Ruptura com políticas compartimentadas
Isabel Ferreira afirmou que a prioridade é romper com uma conceção mais compartimentada das artes e promover uma visão integrada, onde convivam manifestações tradicionais e propostas contemporâneas. A autarca defende que a cultura deve abarcar “todas as linguagens artísticas” e que a programação cultural tem de ser transversal: desde o popular até ao erudito, todas as áreas são consideradas essenciais para a identidade do concelho.
“Para mim é natural. É a sociedade a funcionar, é o sistema social a funcionar.”
Ao comentar as reações públicas surgidas nas últimas semanas, a vereadora enquadrou-as como parte do normal funcionamento democrático. “Quando há mudanças, é natural que haja reação. O grande desafio é compreender essa complexidade e perceber porque é que ela acontece”, afirmou, sublinhando a necessidade de diálogo para lidar com as tensões que acompanham processos de transformação.
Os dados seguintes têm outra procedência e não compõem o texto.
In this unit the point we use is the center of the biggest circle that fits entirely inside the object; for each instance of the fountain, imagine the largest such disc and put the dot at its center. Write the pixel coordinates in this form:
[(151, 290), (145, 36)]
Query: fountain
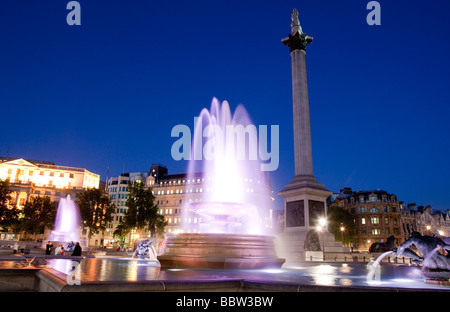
[(235, 198), (435, 265), (67, 224)]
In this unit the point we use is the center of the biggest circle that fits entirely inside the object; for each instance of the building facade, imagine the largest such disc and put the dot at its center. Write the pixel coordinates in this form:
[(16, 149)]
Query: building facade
[(376, 215), (30, 178), (173, 194)]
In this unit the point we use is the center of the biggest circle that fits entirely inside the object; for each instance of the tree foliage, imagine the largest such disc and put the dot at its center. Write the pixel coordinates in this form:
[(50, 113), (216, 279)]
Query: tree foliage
[(8, 214), (142, 213), (338, 217), (96, 210), (38, 213)]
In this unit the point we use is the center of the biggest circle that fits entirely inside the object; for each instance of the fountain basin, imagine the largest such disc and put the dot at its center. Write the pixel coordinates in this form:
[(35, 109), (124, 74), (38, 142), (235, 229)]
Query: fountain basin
[(219, 251)]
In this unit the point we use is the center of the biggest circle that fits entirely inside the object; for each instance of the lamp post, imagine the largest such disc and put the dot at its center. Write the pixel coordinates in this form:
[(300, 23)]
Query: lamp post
[(342, 232), (322, 223)]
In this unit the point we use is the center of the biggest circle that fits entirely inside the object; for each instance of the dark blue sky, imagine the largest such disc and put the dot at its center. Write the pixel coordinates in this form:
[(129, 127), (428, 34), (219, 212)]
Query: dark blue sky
[(107, 93)]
Enfoque no espaço público e na participação
Entre os eixos anunciados, a valorização do espaço público e a promoção de uma cultura mais participativa surgem como prioridades. A estratégia pretende aproximar a política cultural das comunidades locais, envolvendo instituições, associações, escolas e os próprios cidadãos na construção e implementação de projetos. Segundo a vereadora, a participação e a colaboração são essenciais para consolidar um ecossistema cultural mais inclusivo.
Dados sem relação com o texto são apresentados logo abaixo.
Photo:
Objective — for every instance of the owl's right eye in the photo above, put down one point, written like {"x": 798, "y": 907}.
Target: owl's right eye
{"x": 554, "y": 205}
- Espaço público: dar visibilidade a atividades culturais fora dos circuitos institucionais.
- Diversidade artística: integrar expressões tradicionais e contemporâneas.
- Colaboração: envolver entidades locais, escolas e associações na definição de políticas.
Consequências e desafios
As alterações nas linhas de atuação cultural do município implicam um período de adaptação e diálogo com agentes culturais que se têm manifestado publicamente. A aposta numa política transversal abrange uma multiplicidade de agentes com expectativas distintas, o que exigirá mecanismos de participação efetiva e processos de negociação claros por parte do executivo. A vereadora colocou a colaboração como pedra angular desta mudança, apontando para uma gestão cultural que não se limite à programação pontual, mas que fomente redes e práticas sustentáveis.
| Prioridade | Objetivo |
|---|---|
| Espaço público | Levar atividades culturais a locais públicos e comunitários |
| Diversidade | Integrar tradições e contemporaneidade nas ações culturais |
| Participação | Construir políticas em articulação com instituições, escolas e associações |
As declarações da vereadora surgem num momento em que a gestão cultural municipal em várias cidades portuguesas tem sido alvo de debate público. Em Guimarães, a aposta anunciada pretende redefinir prioridades e abrir espaço a novas formas de fruição e criação, mas dependerá da capacidade do executivo para traduzir a retórica em práticas partilhadas e sustentadas pelas estruturas locais.